J.D. Patterson may talk trash on the basketball court, but he preaches peace as a church minister and keeps a quote from Martin Luther King Jr. in his pocket.
That sums up the tough-love approach to keeping the peace that on Friday earned the Miami native and 30-year veteran of the Miami-Dade Police Department a major promotion. County Mayor Carlos Gimenez named him director of a 2,800-member force that ranks as the eighth-largest department in the Southeastern United States — and as one of the most challenging police jobs anywhere.
Patterson, with wife Carol at his side and surrounded by family, friends and dozens of fellow officers at a ceremony at County Hall, said he was humbled by the opportunity to lead “one of the finest departments in the nation.’’
He said his two biggest priorities were dealing with a lack of resources and addressing violent street crime. As a licensed minister at Model City’s Mt. Sinai Baptist Church, Patterson said his goal was always to resolve conflict without violence.
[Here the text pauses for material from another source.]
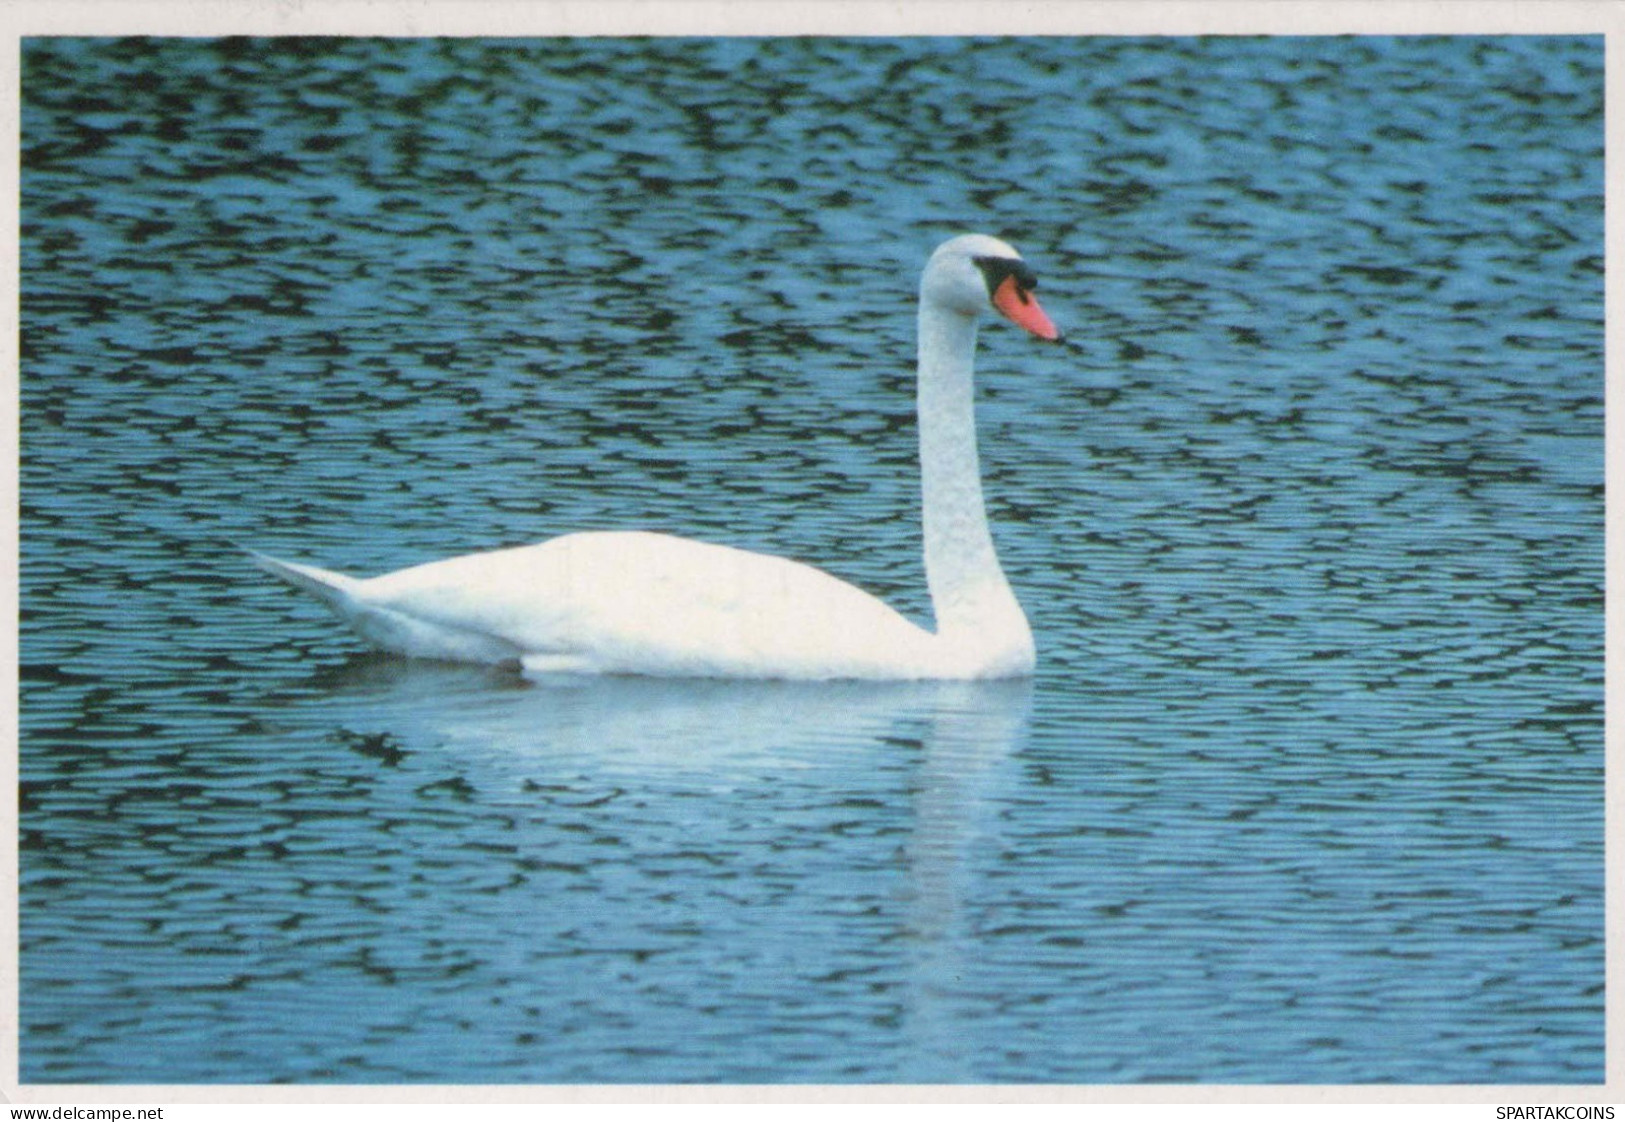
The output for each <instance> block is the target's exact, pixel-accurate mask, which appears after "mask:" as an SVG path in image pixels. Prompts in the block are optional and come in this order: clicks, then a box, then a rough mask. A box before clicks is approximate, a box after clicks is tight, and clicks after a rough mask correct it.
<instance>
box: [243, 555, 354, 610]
mask: <svg viewBox="0 0 1625 1122" xmlns="http://www.w3.org/2000/svg"><path fill="white" fill-rule="evenodd" d="M245 551H247V554H249V556H250V558H254V563H255V564H257V566H260V568H262V569H265V571H267V572H270V574H273V576H278V577H281V579H283V581H286V582H288V584H291V585H294V587H296V589H302V590H306V592H309V594H310V595H314V597H315V598H319V600H322V602H323V603H325V605H328V607H330V608H333V610H335V611H338V613H340V615H346V616H348V615H349V611H348V608H349V607H351V605H353V603H354V602H356V587H358V585H359V584H361V582H359V581H356V577H346V576H345V574H343V572H330V571H327V569H319V568H315V566H314V564H294V563H293V561H278V559H276V558H271V556H267V554H263V553H258V551H257V550H245Z"/></svg>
“When I play basketball I start talking trash like I’m in the NBA,” Patterson told the crowd. “But after the game is over, it’s over. So put down the guns. This is not a war zone; it’s a city. If I can resolve conflict in a nonviolent way, I would do that in a heartbeat.”
The department has been without a director since August, a delay that Gimenez explained in introducing Patterson, whose appointment will be confirmed by County Commission vote on Tuesday.
“I know it took some time for me to make this decision, but we wanted to make the right one,” said Gimenez. “J.D. has a long and distinguished career in law enforcement. He rose through the ranks.”
Patterson, 52, has been acting chief since Jim Loftus announced a surprise retirement. Patterson, an assistant police director since 2004, has served in supervisory jobs from Kendall to the county’s north end, working in a variety of roles from sex crime investigations to internal affairs.
Married for 28 years with two daughters, Patterson is a native with deep roots in the community. He graduated from Jackson High and Barry University and earned a master’s degree from the University of Miami. He also attended the FBI training center in Quantico, Va.
The appointment was greeted with a thumbs-up all-round
“We support the mayor’s decision. We work very well with the new director,” said Miami-Dade police union president John Rivera. “He has a steady presence and he has the experience and training to get the job done.”
Carmen Caldwell, executive director of Citizens Crime Watch of Miami-Dade, also praised the hiring.
“I’ve known Director Patterson since he was a sergeant. He’s so community oriented. I’m thrilled,” Caldwell said. “The department got a good deal.”
If there is an issue with the appointment, it’s that Patterson, who will become the department’s 34th director, won’t become a long-term fixture in his new position. He has already entered a retirement program and has no choice but to retire in three years.
Still, Patterson and Gimenez don’t see that as a problem. With more than half the command staff in the same retirement program, both acknowledged that there will big changes in future leadership. The new director said he’ll be instrumental in finding his successor.
“I’ve been doing this for 30 years,” Patterson said. “The staff needs a change, and it will get one.”